Key Concerns With The Proposed Amendments To The Intermediary Guidelines, 2011
The draft Intermediary Guidelines (Amendment) Rules, 2018 (hereinafter “The Draft Rules”) impose inevitably arduous provisions which intermediaries must oblige with if they want safe harbour protection under the IT Act.
Firstly, the intermediaries are expected to notify their users, at least once every month, about their compliance with the user-agreement norms. The bigger issue here lies in the ambiguity of the mode of sending monthly notifications to the users.
Secondly, the Draft Rules expect the provision of mandatory assistance by intermediaries to “any Government agency” within 72 hours of such request being raised. The IT Act itself enlists specific officers eligible to investigate the corresponding cyber offences; Thus, the Draft Rules materially dilute these set criteria by imposing a duty on intermediaries to cater to “any Government Agency.”
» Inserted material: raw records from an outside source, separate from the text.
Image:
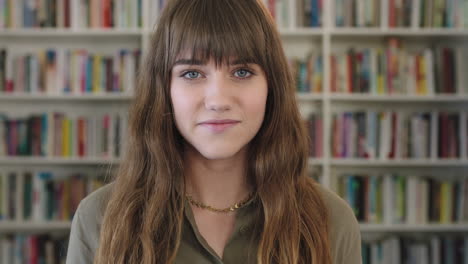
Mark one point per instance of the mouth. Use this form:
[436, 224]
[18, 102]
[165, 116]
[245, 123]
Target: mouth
[218, 126]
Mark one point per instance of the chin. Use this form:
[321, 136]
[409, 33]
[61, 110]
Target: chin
[218, 153]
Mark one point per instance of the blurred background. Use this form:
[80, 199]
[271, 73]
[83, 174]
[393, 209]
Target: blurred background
[382, 86]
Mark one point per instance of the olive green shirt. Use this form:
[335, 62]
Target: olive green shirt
[84, 238]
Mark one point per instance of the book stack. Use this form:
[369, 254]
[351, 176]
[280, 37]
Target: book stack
[314, 126]
[389, 135]
[43, 195]
[21, 248]
[395, 70]
[392, 198]
[70, 13]
[357, 13]
[400, 250]
[401, 13]
[302, 13]
[57, 134]
[60, 71]
[308, 73]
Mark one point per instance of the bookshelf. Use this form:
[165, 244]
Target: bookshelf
[299, 42]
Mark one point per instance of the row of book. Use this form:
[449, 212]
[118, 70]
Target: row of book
[39, 196]
[429, 250]
[65, 71]
[397, 70]
[287, 13]
[400, 135]
[401, 13]
[57, 134]
[315, 133]
[393, 198]
[69, 13]
[296, 13]
[308, 73]
[33, 249]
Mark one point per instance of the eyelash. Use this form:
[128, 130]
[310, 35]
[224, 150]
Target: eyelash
[250, 72]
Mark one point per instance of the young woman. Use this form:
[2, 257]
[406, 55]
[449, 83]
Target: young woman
[216, 165]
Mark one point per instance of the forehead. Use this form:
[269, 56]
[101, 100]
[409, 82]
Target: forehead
[197, 58]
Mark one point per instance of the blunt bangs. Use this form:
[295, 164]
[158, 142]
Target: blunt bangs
[217, 36]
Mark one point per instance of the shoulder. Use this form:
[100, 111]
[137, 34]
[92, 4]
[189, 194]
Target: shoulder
[86, 226]
[345, 235]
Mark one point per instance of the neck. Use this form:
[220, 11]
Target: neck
[218, 183]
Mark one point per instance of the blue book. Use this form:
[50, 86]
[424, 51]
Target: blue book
[315, 15]
[89, 74]
[44, 132]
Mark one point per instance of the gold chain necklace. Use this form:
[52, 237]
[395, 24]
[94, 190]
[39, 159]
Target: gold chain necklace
[225, 210]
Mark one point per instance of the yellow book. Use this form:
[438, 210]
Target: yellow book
[422, 86]
[97, 61]
[380, 73]
[65, 138]
[444, 205]
[66, 200]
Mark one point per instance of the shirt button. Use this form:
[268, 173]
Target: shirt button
[243, 230]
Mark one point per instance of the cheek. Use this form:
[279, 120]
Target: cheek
[180, 104]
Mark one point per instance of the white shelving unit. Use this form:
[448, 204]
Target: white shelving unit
[297, 42]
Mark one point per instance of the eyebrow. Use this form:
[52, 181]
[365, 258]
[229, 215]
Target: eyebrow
[199, 62]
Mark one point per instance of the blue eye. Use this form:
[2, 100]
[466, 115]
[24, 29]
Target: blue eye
[243, 73]
[191, 75]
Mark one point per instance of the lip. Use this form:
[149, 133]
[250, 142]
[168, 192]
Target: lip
[219, 125]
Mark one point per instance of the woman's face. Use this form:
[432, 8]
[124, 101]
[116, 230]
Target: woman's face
[218, 110]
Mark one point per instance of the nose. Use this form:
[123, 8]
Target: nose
[217, 94]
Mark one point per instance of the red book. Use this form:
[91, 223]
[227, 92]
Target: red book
[349, 77]
[81, 142]
[66, 12]
[391, 155]
[34, 250]
[391, 13]
[106, 13]
[319, 137]
[443, 129]
[333, 73]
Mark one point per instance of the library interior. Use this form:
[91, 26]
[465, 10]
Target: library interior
[382, 86]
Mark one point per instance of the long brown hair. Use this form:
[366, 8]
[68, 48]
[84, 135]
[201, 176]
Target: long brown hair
[144, 216]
Thirdly, Rule 3(5) of the Draft Rules states the intermediaries’ duty to trace out the original source of any information published or communication exchanged on their platform. This not only interferes with the privacy of the users guaranteed as a Fundamental Right in “KS Puttaswamy v. UOI,” but also neglects the intermediaries’ inability to detect the originator of information in end-to-end encrypted applications like Signal, Whatsapp, etc. Since such service providers do not have access to the content shared by users on such platforms, locating the originator of data would be an unconquerable obstacle.
Fourthly, Rule 3(9) of the Draft Rules obligates intermediaries to employ a devoted screening mechanism that filters out any unlawful content published online. As soon as intermediaries start scanning content by exercising their “own judgement,” they tend become active participants who regulate and modify information resulting in them losing safe harbour protection under the IT Act. While automated tools can be deployed to auto-filter unlawful content, it may still be prone to errors as they do not warranty hundred percent accuracy.
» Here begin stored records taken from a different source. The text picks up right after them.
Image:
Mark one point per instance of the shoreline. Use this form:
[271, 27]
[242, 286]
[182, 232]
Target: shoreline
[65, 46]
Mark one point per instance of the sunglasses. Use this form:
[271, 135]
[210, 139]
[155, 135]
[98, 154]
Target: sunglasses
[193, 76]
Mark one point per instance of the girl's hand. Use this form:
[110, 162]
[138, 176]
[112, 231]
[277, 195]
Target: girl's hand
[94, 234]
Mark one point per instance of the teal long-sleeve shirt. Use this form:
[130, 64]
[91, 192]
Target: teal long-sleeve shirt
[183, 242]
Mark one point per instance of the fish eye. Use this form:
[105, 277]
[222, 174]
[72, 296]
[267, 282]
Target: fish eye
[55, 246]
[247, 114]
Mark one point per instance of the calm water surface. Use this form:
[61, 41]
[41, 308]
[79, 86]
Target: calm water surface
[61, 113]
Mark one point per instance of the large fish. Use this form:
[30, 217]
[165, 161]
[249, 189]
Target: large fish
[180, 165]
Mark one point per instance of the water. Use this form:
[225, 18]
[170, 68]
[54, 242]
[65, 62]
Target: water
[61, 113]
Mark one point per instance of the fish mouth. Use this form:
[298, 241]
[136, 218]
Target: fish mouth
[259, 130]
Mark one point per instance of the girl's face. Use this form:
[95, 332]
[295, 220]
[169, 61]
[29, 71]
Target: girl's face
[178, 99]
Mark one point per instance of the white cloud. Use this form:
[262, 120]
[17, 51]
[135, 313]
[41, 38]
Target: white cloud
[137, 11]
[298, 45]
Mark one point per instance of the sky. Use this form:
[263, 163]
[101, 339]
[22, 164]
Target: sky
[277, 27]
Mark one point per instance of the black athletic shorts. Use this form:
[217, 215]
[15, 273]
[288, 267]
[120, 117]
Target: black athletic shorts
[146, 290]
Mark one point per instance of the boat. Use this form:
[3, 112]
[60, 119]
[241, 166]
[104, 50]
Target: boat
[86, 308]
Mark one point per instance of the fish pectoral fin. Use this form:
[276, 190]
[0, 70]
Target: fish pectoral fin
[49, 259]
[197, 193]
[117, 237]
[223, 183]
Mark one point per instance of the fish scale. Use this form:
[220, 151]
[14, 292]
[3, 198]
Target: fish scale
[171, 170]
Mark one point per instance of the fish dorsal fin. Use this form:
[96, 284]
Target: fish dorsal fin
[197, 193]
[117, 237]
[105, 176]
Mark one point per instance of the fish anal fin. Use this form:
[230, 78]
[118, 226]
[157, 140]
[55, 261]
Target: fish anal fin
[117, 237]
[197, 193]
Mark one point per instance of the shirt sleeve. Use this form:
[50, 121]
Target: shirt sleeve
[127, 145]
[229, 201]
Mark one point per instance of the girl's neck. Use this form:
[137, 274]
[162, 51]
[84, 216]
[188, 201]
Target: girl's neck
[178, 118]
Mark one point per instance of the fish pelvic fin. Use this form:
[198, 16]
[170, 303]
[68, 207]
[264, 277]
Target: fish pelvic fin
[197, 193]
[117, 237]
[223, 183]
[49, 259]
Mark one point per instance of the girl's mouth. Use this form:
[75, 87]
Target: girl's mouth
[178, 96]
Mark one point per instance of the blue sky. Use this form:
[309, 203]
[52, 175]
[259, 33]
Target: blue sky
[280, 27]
Lastly, Rule 3(7) of the Draft Rules mandates all intermediaries having user traffic of more than 5 million users in India to be incorporated along with a permanently registered office in India. Not only would this requirement inflict adverse tax implications, but will also escalate operational expenses. The obligation to appoint a “nodal person” is synonymous to the appointment of an “alternate senior designated functionary” as deputed under the Draft Rules and thus, comes off as unreasonable and preposterous.
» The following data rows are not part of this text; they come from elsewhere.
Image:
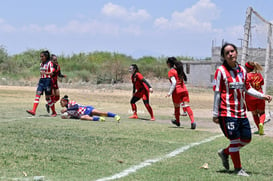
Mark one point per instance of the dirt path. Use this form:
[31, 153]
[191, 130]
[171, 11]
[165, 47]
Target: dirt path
[201, 104]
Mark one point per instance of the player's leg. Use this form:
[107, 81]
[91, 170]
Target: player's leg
[39, 92]
[145, 99]
[50, 102]
[261, 112]
[134, 107]
[105, 114]
[186, 100]
[176, 104]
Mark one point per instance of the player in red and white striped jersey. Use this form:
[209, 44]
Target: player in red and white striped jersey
[141, 90]
[55, 96]
[255, 105]
[178, 90]
[229, 109]
[44, 85]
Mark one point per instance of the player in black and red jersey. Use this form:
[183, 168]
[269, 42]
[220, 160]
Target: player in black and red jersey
[55, 96]
[141, 90]
[44, 85]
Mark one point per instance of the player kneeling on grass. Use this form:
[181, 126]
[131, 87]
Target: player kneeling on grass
[77, 111]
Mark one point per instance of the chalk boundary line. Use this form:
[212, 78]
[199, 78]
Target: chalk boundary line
[146, 163]
[149, 162]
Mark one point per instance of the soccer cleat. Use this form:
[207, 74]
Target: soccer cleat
[193, 125]
[31, 112]
[241, 172]
[117, 118]
[134, 116]
[53, 114]
[184, 114]
[47, 108]
[102, 119]
[224, 158]
[175, 122]
[261, 129]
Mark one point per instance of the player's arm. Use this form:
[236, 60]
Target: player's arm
[147, 83]
[173, 84]
[74, 107]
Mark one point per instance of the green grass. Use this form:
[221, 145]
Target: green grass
[70, 150]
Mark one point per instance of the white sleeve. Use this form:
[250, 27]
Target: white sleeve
[173, 84]
[253, 92]
[216, 104]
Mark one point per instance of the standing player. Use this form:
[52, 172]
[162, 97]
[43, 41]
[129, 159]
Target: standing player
[44, 85]
[178, 90]
[229, 109]
[55, 88]
[255, 105]
[141, 90]
[89, 113]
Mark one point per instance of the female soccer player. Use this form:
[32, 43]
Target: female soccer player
[178, 90]
[44, 85]
[141, 90]
[55, 74]
[77, 111]
[229, 109]
[255, 105]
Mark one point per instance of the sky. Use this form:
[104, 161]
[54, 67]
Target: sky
[136, 28]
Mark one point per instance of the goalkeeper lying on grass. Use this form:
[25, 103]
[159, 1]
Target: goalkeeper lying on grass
[71, 109]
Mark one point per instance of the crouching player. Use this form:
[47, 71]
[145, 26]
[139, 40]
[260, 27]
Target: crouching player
[77, 111]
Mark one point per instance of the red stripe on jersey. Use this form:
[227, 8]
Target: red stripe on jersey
[46, 67]
[231, 85]
[137, 81]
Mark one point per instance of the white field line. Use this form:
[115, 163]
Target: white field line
[149, 162]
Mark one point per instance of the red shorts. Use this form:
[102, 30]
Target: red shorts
[143, 94]
[180, 97]
[254, 104]
[54, 84]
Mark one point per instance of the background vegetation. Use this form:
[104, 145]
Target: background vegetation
[95, 67]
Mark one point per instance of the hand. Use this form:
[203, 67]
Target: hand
[268, 98]
[215, 120]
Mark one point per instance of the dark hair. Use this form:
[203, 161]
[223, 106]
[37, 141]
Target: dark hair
[135, 67]
[178, 65]
[46, 54]
[53, 55]
[65, 98]
[223, 49]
Proposing such drastic amendments would not only take intermediaries’ productivity to back seat but would also pose great economical and practical challenges for intermediaries. However, employing a “laissez-faire” approach by granting absolute freedom to intermediaries is indeed not a sagacious option. The Draft Rules must depict a methodical way of dealing with the removal of content deemed to be unlawful without having a chilling effect on free speech. It must avoid using vague terminologies at all costs and ensure that the rights of users are not compromised. The intermediaries should engage in educating users about disinformation and invest in tools that safeguard their platforms from any data, security, or other legal breaches. While intermediaries should focus on reducing the echo-chamber and filter bubble effect, the need of the hour is to devise strong safe harbour protection laws that permit intermediaries to operate freely without fretting about prosecution. It is time to rekindle a flame in the dying fire of the Indian safe harbour protection laws.
 William Shakespeare, Antony and Cleopatra, Act II Scene 5.